She wrote ‘Political Economy for Beginners’ (1870, it continued for 10 editions and for 41 years); a novel, ‘Janet Doncaster’ (1875); ‘The Women’s Victory—and After’ (1920, about the fight for winning the voting rights) and ‘What I Remember’ (1924).
Awards & Achievements
Millicent Fawcett was granted an Honorary LLD by St. Andrew’s University in 1905.
She became Dame Millicent Fawcett in 1924 after getting the Grand Cross of the Order of the British Empire.
The Fawcett Library, which is known for its collection on feminism and suffrage movement especially that of Great Britain is named after Millicent Garrett Fawcett.
Her memories are preserved in the form of Fawcett Society and Millicent Fawcett Hall, constructed in 1929 in Westminster as a place to discuss women issues.
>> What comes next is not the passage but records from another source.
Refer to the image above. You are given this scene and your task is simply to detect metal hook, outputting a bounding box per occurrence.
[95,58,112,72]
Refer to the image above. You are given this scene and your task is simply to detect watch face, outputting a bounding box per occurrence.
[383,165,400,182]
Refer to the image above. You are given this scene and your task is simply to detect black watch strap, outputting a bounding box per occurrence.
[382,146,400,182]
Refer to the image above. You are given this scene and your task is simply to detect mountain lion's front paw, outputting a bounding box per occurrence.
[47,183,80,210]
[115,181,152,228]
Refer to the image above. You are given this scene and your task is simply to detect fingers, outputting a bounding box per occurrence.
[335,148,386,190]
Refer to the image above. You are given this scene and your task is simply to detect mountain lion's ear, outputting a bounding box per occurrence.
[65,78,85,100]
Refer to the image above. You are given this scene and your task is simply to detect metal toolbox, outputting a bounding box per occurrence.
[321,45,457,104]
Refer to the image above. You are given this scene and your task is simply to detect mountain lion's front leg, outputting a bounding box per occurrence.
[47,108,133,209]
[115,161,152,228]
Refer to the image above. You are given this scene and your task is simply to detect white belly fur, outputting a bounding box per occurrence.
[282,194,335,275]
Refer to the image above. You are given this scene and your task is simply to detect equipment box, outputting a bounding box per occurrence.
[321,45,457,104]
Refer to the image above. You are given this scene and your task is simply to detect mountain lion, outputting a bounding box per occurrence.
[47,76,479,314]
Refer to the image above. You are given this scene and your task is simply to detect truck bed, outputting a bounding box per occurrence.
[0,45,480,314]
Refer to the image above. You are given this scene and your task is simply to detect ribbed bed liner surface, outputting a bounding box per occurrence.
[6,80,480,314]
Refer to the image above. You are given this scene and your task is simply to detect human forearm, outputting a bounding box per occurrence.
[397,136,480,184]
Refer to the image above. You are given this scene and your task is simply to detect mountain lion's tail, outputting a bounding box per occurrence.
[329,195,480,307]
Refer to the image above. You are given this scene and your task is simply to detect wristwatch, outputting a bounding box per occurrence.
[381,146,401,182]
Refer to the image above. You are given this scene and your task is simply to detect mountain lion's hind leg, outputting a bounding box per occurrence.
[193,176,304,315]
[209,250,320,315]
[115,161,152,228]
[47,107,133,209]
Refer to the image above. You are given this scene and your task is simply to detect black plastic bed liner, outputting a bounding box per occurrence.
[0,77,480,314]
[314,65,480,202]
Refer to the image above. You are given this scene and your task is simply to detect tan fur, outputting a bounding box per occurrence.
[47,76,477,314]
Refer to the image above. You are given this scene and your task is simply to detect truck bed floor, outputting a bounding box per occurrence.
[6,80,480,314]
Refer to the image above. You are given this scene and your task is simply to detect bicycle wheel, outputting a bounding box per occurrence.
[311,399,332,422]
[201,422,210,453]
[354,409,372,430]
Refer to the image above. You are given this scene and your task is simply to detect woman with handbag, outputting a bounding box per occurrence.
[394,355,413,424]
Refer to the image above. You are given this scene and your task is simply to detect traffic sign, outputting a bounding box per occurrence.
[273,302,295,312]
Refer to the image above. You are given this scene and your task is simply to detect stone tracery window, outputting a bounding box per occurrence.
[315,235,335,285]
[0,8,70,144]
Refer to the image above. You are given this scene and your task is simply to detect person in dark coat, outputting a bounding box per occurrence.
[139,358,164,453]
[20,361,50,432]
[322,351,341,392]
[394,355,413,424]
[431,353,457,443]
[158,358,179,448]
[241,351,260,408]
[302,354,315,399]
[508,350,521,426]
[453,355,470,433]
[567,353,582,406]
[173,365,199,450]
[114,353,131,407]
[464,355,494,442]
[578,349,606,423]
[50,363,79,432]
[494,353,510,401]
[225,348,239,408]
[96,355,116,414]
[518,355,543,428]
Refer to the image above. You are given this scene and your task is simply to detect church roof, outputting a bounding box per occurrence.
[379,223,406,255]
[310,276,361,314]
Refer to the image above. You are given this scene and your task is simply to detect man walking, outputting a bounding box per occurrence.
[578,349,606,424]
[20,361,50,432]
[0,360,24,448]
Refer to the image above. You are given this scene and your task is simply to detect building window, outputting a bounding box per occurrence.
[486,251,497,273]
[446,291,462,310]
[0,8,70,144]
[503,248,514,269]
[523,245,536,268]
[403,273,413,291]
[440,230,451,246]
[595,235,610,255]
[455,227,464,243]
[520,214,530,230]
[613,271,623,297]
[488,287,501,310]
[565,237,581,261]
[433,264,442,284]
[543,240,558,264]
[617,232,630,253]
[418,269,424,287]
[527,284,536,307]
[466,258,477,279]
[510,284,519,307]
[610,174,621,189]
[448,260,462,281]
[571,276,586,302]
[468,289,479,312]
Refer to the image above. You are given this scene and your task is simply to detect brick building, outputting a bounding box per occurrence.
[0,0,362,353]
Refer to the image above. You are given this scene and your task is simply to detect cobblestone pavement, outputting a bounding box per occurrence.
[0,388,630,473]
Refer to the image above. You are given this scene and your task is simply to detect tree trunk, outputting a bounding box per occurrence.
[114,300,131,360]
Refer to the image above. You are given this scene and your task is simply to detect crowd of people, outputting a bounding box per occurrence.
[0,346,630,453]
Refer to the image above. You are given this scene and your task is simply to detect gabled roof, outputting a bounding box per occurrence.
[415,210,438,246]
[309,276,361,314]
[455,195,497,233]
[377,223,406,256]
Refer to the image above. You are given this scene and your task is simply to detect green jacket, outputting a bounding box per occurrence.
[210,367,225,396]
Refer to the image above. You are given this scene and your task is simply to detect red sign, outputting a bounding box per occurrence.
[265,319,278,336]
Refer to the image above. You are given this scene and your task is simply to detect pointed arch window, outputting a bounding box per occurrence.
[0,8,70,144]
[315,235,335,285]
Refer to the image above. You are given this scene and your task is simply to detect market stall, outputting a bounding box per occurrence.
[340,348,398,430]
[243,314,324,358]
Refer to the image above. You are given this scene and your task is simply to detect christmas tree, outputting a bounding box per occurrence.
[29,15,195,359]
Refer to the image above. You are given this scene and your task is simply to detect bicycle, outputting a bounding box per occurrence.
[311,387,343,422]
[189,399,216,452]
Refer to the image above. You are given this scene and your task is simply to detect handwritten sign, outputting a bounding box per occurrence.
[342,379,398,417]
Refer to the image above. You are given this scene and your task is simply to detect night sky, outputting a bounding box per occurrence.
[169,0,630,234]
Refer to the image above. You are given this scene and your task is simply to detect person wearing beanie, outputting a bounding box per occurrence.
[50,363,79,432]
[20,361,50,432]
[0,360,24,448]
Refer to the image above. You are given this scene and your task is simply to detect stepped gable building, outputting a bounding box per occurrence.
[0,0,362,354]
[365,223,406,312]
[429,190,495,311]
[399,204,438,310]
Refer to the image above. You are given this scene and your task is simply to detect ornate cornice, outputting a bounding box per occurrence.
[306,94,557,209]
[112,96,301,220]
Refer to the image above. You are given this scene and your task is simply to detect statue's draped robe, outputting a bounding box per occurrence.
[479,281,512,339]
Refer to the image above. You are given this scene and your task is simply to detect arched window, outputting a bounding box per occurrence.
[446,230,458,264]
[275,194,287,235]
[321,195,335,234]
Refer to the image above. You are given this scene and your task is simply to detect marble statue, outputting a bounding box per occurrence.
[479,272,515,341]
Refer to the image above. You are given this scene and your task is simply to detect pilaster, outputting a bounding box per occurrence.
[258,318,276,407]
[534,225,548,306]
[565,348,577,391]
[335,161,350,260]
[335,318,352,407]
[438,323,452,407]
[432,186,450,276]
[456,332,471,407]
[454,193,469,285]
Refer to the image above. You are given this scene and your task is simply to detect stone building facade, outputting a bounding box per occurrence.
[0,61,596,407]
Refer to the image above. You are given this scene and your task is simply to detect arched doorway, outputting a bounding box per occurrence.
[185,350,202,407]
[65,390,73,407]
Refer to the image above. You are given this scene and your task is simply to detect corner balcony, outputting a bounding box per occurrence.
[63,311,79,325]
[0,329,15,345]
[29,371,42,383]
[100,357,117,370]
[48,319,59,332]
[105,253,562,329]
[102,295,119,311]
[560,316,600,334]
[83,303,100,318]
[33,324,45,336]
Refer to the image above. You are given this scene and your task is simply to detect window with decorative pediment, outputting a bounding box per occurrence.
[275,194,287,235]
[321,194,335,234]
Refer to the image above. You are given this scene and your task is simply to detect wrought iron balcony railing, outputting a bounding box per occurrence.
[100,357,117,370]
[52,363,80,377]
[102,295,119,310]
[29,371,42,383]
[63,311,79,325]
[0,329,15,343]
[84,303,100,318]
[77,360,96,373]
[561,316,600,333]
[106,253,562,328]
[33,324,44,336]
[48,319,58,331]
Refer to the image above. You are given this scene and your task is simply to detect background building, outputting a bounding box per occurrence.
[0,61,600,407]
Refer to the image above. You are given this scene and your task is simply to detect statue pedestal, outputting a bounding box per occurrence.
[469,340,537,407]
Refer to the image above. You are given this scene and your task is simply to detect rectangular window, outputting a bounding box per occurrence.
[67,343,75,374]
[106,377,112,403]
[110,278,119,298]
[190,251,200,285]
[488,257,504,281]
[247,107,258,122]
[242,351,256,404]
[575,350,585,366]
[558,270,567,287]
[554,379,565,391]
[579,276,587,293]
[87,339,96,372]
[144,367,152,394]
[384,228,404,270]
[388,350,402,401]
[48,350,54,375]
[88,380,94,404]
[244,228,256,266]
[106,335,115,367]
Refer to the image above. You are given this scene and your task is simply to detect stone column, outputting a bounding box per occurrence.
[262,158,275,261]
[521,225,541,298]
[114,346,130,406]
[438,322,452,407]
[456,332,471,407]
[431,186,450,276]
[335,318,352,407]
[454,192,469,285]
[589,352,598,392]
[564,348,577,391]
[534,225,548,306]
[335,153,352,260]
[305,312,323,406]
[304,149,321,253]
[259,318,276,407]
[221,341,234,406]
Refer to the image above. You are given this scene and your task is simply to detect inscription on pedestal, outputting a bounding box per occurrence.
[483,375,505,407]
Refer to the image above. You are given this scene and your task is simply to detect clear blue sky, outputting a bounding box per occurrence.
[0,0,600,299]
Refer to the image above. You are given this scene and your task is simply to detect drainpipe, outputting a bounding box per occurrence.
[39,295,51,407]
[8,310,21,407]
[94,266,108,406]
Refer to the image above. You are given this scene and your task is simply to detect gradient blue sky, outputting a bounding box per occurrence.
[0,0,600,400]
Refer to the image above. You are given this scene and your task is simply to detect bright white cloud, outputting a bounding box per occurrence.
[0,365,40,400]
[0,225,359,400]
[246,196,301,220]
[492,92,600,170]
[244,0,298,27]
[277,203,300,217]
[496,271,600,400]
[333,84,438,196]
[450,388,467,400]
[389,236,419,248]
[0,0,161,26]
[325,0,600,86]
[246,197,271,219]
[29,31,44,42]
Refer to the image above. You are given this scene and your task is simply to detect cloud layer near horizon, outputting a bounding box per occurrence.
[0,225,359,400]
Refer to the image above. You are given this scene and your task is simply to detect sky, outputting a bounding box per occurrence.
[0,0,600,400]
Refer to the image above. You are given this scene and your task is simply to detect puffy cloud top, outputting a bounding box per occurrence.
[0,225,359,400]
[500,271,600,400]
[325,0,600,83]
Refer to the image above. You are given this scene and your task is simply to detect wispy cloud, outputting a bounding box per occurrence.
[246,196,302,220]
It is now under the drama department of the Westminster School as a 150 seat studio theatre.
Personal Life & Legacy
In 1967, Millicent got married to Henry Fawcett who worked at the Cambridge University as an economics professor and was a radical politician.
The couple had a daughter in Philippa Fawcett, who later worked as a tutor at the Birkbeck Literary and Scientific Institution.
Her husband Henry Fawcett passed away in 1884. After his death, she spent her remaining life working for women suffrage.
She passed away in London on August 5, 1929.